Memang saya memaklumi ketika meet up mereka harus membawa serta anak mereka dan saya memaklumi akan hal itu. Toh, saya juga senang dengan anak-anak jadi bisa sekalian main dengan mereka. Tetapi daripada hal yang menyenangkan ternyata lebih banyak gak enaknya.

Salah satu contoh, saat itu saya pernah janjian ke suatu tempat bersama salah seorang teman, tetapi dia terlambat dua jam lebih. Posisi saya sudah ready, dia belum datang dan sudah dihubungi puluhan kali tetapi tidak ada respon. Akhirnya dia datang tanpa permintaan maaf dan bilang kalau terlambat karena harus mengurus anaknya dulu.

Mengapa tidak mempersiapkan lebih awal? Atau setidaknya memberitahu bahwa akan datang terlambat? Toh, hal-hal tersebut bisa dia antisipasi karena sudah menjadi kebiasaan sehari-hari.

Saya paham bahwa mengurus anak itu bukan perkara mudah, tetapi pahamilah tidak semua orang mau menunggu selama itu. Akan menjadi semakin sungkan jika ternyata temanmu itu membawa suami turut serta.

Belum lagi ucapan-ucapan manis di antara mereka yang tak ingin saya dengar. Saya tau hubungan rumah tangga mereka berjalan harmonis, tetapi sepertinya tidak harus diberitahu ke orang-orang juga kan?

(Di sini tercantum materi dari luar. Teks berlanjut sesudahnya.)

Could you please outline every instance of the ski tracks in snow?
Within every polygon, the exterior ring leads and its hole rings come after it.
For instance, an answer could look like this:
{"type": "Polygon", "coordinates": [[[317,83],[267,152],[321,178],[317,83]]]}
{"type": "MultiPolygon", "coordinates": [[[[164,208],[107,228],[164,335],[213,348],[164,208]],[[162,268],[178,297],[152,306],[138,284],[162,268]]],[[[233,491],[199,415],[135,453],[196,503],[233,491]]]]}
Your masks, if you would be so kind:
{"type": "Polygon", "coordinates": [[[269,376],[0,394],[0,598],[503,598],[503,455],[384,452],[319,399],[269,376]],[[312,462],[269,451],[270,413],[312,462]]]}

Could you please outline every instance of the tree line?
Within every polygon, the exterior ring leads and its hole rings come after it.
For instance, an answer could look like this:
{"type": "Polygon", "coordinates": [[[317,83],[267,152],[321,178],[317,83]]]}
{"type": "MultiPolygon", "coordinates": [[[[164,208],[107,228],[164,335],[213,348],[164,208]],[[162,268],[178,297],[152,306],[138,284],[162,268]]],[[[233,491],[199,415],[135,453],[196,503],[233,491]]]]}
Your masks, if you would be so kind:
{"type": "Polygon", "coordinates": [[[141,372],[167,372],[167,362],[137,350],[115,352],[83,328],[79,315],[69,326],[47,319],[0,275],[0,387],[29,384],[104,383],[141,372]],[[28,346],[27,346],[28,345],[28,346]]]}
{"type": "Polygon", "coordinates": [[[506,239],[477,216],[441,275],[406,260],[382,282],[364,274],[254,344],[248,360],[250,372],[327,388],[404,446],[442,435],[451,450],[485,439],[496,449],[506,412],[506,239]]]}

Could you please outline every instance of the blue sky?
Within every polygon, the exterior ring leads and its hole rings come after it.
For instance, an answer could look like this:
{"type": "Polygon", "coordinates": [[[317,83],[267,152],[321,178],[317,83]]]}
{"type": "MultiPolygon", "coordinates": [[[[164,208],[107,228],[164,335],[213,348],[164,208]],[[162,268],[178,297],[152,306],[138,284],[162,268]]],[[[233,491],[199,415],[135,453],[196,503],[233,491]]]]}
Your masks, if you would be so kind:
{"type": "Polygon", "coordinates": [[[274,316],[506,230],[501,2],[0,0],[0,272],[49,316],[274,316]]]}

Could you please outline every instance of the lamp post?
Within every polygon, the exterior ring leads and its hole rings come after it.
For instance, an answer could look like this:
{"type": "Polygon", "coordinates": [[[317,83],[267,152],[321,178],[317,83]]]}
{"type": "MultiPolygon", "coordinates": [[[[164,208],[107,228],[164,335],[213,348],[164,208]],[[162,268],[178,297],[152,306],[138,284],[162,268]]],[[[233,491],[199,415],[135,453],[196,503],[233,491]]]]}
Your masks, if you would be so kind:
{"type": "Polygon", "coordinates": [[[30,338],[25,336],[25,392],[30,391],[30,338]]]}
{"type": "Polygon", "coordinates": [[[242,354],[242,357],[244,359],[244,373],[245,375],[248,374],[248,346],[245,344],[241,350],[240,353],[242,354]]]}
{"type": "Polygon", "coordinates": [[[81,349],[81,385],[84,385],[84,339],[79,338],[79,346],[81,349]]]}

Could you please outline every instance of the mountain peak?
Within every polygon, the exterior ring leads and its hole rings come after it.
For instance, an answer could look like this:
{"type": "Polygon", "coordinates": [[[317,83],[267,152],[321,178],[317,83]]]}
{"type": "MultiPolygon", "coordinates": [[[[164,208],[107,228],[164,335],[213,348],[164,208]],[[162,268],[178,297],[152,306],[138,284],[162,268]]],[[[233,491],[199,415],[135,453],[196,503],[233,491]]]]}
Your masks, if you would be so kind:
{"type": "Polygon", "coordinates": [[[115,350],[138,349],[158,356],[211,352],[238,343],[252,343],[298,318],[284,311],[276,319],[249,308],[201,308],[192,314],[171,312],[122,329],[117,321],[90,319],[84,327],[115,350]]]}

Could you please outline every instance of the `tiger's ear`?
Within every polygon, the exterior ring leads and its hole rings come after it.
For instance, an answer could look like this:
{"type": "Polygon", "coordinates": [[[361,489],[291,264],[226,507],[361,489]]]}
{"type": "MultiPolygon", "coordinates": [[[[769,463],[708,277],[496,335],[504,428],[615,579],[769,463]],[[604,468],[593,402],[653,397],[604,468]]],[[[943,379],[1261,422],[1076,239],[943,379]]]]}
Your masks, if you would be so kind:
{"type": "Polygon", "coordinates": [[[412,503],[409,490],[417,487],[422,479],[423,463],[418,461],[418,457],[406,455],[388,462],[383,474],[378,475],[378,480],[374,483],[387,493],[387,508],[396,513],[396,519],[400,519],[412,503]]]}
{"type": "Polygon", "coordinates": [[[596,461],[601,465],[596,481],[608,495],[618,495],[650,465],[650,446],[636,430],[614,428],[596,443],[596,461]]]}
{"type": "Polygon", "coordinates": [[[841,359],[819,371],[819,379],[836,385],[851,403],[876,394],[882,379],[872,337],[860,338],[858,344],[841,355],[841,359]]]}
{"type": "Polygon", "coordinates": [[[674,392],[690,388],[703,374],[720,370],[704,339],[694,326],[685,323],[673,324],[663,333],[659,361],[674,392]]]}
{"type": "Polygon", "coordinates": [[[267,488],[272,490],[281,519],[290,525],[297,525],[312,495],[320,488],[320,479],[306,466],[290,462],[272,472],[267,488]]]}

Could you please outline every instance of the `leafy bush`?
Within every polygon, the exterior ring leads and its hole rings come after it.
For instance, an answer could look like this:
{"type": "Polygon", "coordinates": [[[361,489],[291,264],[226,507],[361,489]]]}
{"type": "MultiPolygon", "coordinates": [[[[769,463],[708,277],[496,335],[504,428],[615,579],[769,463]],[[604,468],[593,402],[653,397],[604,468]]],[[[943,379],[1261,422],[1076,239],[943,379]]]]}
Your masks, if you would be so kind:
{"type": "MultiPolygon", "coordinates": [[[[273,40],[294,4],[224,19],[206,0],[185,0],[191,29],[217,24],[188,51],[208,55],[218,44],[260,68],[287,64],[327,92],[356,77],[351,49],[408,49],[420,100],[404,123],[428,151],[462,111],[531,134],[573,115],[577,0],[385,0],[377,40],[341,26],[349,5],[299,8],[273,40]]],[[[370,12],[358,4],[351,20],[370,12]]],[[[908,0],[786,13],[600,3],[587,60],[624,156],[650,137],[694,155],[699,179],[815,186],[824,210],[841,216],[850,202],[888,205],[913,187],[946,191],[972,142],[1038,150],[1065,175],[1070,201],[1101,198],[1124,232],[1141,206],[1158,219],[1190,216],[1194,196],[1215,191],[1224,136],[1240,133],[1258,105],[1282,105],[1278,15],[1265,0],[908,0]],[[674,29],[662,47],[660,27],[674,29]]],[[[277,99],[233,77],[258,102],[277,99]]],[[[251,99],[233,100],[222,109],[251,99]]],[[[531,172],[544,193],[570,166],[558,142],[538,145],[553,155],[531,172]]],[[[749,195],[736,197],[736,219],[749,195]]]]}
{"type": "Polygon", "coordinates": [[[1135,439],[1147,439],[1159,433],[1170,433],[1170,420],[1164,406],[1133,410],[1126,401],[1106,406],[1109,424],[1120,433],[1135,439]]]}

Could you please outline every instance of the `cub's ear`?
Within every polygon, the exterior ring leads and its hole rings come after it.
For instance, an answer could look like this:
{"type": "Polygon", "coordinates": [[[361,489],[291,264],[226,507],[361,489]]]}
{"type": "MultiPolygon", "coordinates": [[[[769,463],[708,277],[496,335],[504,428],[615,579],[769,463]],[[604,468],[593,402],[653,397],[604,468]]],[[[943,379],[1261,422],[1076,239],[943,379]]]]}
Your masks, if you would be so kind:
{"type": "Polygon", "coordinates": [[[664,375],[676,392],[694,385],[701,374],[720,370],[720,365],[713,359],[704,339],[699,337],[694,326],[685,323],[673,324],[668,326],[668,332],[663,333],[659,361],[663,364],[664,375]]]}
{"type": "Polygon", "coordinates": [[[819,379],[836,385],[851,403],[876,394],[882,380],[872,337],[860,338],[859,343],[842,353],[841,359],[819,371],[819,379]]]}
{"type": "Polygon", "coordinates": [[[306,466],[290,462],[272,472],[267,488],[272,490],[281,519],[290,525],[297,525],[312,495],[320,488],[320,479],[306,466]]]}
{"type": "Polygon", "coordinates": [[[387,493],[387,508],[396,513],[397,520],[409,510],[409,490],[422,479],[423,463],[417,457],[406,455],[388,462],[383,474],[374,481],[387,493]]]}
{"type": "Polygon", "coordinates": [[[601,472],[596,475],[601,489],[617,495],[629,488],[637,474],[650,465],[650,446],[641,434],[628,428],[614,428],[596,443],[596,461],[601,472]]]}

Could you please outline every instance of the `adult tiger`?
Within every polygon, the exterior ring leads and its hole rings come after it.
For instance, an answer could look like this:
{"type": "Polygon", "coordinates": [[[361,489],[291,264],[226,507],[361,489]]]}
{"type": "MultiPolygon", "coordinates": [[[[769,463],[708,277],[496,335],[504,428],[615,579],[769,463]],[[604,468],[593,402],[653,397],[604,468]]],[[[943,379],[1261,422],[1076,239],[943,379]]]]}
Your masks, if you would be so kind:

Inilah mengapa saya lebih memilih di rumah saja atau hangout sendirian. Demi menghindari hal-hal yang akan membuat jengah. Saya sadar kini semua punya jalannya masing-masing dan mereka mungkin sudah tidak seasyik dulu. Pertemanan ini rasanya memang sudah benar-benar berubah, setidaknya mungkin sampai ketika saya sudah menikah nanti.